We use our bodies to grasp a foreign tongue.
Red-eyed fingers, porcelain skin, dark eyelashes
that never fall. Come, we say in unison, and they come
as ants gather around a slowly loosening sugar cube.
The third section consists of the title-sequence poem, which reads like a diary of a contemporary surrealist in Tokyo:
A trip to Kyoto. I wear a mask and read Snow Country on the train, feeling disinfected and happy. The alert is set off and the train stops in the middle of a rice field. The jingling of my apartment keys in my pocket seems to say this is our home, where is the door. A man sitting opposite me takes a banana from his briefcase. . . . When he wipes the window with his finger, the field enters his forehead, leaving in him a flame. I stay empty, a blue outline.
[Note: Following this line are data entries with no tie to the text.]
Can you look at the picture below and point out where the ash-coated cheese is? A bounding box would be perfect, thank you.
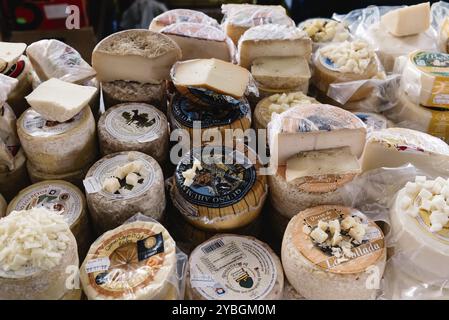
[159,22,235,62]
[84,151,165,233]
[238,24,312,69]
[26,39,96,84]
[149,9,220,32]
[268,104,366,166]
[0,208,79,300]
[170,145,268,232]
[361,128,449,172]
[17,107,97,174]
[80,221,178,300]
[186,234,284,300]
[282,205,386,300]
[251,57,311,92]
[101,80,167,112]
[92,29,181,84]
[98,103,169,163]
[7,180,92,257]
[380,2,430,37]
[26,78,97,122]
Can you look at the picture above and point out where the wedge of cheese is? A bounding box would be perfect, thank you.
[172,59,250,99]
[380,2,430,37]
[251,57,311,89]
[238,24,312,69]
[268,104,366,166]
[159,22,235,61]
[149,9,220,32]
[26,78,97,122]
[0,42,27,73]
[92,29,181,83]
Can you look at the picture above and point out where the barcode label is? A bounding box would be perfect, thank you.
[201,240,224,253]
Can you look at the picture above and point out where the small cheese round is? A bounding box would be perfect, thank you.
[282,205,386,300]
[80,221,177,300]
[17,107,97,174]
[186,234,284,300]
[84,151,165,233]
[98,103,169,163]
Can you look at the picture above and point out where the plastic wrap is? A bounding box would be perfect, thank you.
[81,213,187,300]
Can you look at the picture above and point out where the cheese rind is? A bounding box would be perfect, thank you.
[92,29,181,84]
[380,2,430,37]
[26,78,97,122]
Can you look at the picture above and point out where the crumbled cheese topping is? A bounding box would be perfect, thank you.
[399,176,449,232]
[319,40,375,74]
[0,208,70,272]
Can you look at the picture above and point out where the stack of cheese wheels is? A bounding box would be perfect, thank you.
[170,145,267,232]
[80,221,178,300]
[312,40,379,102]
[0,208,79,300]
[282,205,386,300]
[390,176,449,288]
[98,103,169,163]
[186,234,284,300]
[6,180,92,258]
[92,29,182,111]
[84,151,165,234]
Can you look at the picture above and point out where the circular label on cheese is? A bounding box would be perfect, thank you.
[11,182,83,227]
[175,146,256,208]
[291,206,385,274]
[190,236,277,300]
[85,227,165,299]
[105,103,161,142]
[22,109,85,137]
[171,95,250,128]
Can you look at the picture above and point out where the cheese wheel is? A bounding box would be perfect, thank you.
[168,94,251,141]
[170,146,267,232]
[98,103,169,163]
[0,208,79,300]
[186,234,284,300]
[80,221,177,300]
[0,149,30,201]
[282,205,386,300]
[17,107,97,174]
[26,161,92,190]
[6,180,92,257]
[84,151,165,233]
[101,80,167,112]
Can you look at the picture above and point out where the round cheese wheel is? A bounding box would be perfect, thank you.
[98,103,169,163]
[168,94,251,141]
[84,151,165,234]
[101,80,167,112]
[282,205,386,300]
[17,107,97,174]
[80,221,177,300]
[0,210,79,300]
[268,166,356,218]
[186,234,284,300]
[0,149,29,201]
[170,146,267,232]
[6,180,92,257]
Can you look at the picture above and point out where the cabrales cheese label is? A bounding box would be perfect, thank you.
[190,235,278,300]
[105,103,161,142]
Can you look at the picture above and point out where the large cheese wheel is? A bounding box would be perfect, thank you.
[170,146,267,232]
[186,234,284,300]
[0,209,79,300]
[80,221,177,300]
[282,205,386,300]
[84,151,165,233]
[98,103,169,163]
[17,107,97,174]
[7,180,92,257]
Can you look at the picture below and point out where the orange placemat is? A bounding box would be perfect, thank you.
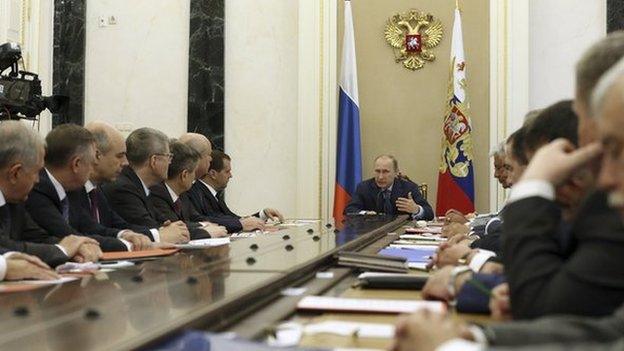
[100,249,180,261]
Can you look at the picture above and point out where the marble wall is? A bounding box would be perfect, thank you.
[52,0,87,127]
[188,0,225,149]
[607,0,624,32]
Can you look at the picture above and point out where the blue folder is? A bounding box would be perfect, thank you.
[378,246,436,263]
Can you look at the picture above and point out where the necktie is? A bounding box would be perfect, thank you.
[61,196,69,222]
[89,189,100,223]
[173,198,182,219]
[0,205,11,235]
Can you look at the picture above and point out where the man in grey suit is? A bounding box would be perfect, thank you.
[392,32,624,351]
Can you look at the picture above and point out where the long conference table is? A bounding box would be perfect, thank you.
[0,216,484,350]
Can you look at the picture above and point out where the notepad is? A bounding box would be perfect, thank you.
[378,246,436,263]
[399,233,447,242]
[0,276,78,293]
[297,296,446,313]
[176,238,230,249]
[303,321,394,339]
[405,227,442,234]
[100,248,180,261]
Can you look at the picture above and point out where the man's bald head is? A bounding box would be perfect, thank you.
[85,121,128,183]
[178,133,212,179]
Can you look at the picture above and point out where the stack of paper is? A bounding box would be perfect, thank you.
[176,238,230,249]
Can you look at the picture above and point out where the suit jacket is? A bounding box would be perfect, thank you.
[67,187,154,240]
[0,204,69,266]
[483,306,624,350]
[148,183,210,240]
[187,181,243,233]
[503,192,624,318]
[102,167,165,228]
[344,178,433,220]
[26,169,128,251]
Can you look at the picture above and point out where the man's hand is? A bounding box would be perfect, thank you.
[4,252,60,280]
[158,221,191,244]
[490,283,511,321]
[396,191,420,214]
[521,139,602,186]
[72,242,102,263]
[435,244,472,268]
[58,235,100,258]
[263,208,284,222]
[390,310,465,351]
[440,223,470,238]
[240,216,264,232]
[422,266,453,301]
[203,225,227,238]
[119,230,152,251]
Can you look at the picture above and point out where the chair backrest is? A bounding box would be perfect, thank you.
[418,183,429,200]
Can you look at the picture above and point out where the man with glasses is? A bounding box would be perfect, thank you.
[102,128,189,243]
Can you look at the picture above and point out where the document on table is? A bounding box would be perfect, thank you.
[297,296,446,313]
[378,246,437,263]
[303,321,394,339]
[0,276,78,293]
[400,234,447,242]
[176,238,230,249]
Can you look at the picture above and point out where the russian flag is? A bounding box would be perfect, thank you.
[334,0,362,226]
[436,6,475,216]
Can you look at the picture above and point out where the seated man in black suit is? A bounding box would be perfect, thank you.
[26,124,138,255]
[0,121,98,266]
[344,155,433,220]
[180,133,264,233]
[149,141,227,239]
[186,150,284,231]
[102,128,189,244]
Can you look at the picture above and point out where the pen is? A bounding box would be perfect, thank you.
[467,278,492,297]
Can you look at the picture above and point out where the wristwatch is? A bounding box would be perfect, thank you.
[446,266,470,306]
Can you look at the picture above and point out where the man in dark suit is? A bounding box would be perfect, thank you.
[180,133,281,233]
[26,124,135,255]
[62,122,158,250]
[149,141,227,239]
[0,121,98,271]
[344,155,433,220]
[102,128,189,244]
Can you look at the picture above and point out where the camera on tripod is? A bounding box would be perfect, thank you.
[0,43,69,120]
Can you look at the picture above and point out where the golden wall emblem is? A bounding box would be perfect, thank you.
[384,9,444,71]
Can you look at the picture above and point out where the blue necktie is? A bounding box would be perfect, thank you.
[61,196,69,222]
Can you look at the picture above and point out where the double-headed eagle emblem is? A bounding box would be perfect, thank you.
[384,9,444,71]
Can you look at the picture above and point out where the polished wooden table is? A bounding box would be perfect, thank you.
[0,217,405,350]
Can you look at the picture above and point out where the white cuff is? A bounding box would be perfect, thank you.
[150,228,160,243]
[0,255,7,281]
[507,179,555,204]
[468,249,496,273]
[412,204,425,219]
[435,339,484,351]
[54,244,71,258]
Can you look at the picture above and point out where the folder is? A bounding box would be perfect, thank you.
[338,251,409,273]
[297,296,446,314]
[100,249,180,261]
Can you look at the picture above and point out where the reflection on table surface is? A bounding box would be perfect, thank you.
[0,216,400,350]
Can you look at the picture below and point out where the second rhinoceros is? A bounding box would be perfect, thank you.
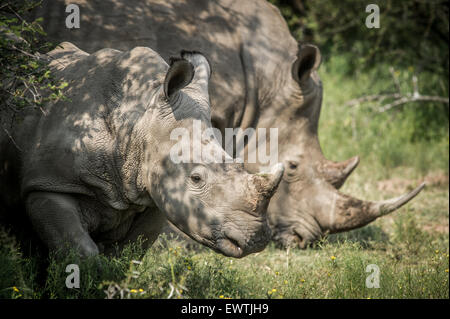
[30,0,424,248]
[0,42,283,257]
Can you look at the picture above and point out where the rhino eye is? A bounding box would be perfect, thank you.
[288,161,298,170]
[191,174,202,184]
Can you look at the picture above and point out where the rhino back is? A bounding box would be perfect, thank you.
[0,43,167,209]
[29,0,297,127]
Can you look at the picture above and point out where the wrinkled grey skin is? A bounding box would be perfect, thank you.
[0,42,283,257]
[29,0,423,248]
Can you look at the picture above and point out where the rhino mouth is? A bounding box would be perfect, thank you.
[217,236,247,258]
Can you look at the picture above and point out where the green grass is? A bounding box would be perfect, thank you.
[0,53,449,298]
[0,178,449,299]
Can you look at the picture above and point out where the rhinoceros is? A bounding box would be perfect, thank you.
[31,0,424,248]
[0,42,283,257]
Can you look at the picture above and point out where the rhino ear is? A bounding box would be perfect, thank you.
[181,50,211,96]
[164,58,195,98]
[292,44,322,83]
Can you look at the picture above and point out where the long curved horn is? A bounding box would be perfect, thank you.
[318,156,359,189]
[318,183,425,233]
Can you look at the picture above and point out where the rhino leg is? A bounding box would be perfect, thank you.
[26,192,99,257]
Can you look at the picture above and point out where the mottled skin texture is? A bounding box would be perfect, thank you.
[29,0,422,248]
[0,42,283,257]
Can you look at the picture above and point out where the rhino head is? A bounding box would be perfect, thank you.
[260,44,424,248]
[141,52,284,257]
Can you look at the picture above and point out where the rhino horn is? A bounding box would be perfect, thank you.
[252,163,284,198]
[327,183,425,233]
[319,156,359,189]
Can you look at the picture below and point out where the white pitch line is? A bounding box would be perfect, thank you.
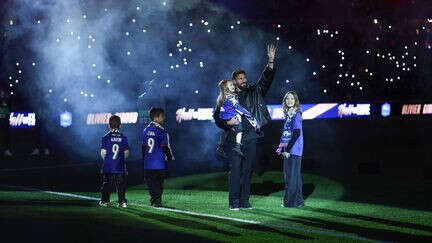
[0,185,379,242]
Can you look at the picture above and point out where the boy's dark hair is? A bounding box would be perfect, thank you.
[149,107,165,121]
[109,115,121,129]
[232,69,246,79]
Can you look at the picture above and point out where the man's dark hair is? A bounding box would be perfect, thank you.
[232,69,246,79]
[109,115,121,129]
[149,107,165,121]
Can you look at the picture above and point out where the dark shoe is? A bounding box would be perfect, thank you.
[216,147,228,159]
[240,202,252,209]
[233,143,245,157]
[152,203,163,208]
[230,206,240,211]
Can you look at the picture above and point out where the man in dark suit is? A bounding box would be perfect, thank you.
[213,45,276,210]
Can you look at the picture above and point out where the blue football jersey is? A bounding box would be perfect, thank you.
[143,122,170,170]
[101,130,129,173]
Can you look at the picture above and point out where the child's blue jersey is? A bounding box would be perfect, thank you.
[101,130,129,173]
[143,122,170,170]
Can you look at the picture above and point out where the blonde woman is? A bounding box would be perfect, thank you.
[276,91,304,207]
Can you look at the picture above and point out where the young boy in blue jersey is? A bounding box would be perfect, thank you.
[99,115,129,208]
[142,108,174,207]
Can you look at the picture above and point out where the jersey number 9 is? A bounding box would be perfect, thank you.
[147,138,154,154]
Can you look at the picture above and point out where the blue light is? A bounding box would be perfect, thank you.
[381,103,391,117]
[60,111,72,127]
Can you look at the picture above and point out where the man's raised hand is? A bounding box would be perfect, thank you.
[267,44,276,62]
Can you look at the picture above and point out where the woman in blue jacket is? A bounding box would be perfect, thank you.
[276,91,304,207]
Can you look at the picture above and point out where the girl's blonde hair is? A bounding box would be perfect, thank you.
[282,91,301,117]
[216,79,231,107]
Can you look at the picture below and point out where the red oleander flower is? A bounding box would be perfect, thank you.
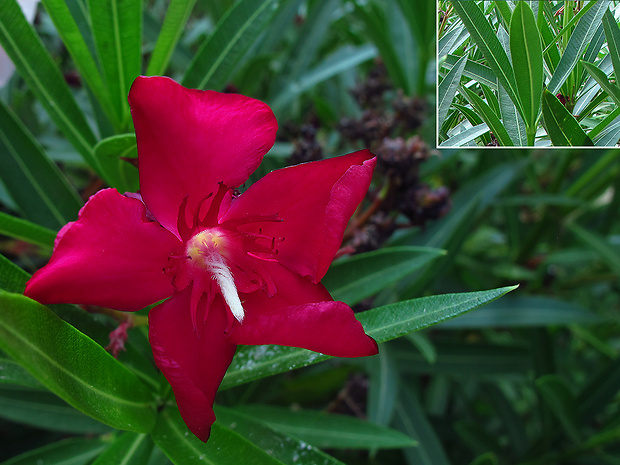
[25,77,377,441]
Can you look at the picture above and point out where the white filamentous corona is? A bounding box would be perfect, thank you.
[187,230,245,323]
[205,253,245,323]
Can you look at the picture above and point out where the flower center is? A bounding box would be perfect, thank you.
[185,228,245,323]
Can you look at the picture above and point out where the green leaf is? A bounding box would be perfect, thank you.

The epigraph for this section mirrors the sentiment of the sequence:
I thought I was the only one drifting
on a night boat
(but I hear rowing in the far distance)
—anonymous
The poems in the final section are about the living, dead, and in-between. The poem “One Arm” takes the title of a short story collected in House of the Sleeping Beauties, by Yasunari Kawabata, laureate of the 1968 Nobel Prize in Literature. The stories are about an old male protagonist’s obsession with female bodies. Yukio Mishima, who was also considered for the prize that year and wrote the introduction for Kawabata’s book, appears in this poem.
“One Arm” relates to the poem “Bone,” by Nakahara Chuya (1907–1937), a bright-star modernist poet. Nakahara and Tanaka both happen to be from Yamaguchi prefecture. The images they employ are more than images: strangeness defies us to focus on concrete images, but they are so tactile that they capture the existentialism of things which enable us to see the invisible. Thus the poems of Chronicle of Drifting, Tanaka Yuki’s debut book, present the beauty in fragility, tapping into the undercurrent of a Japanese aesthetic tradition.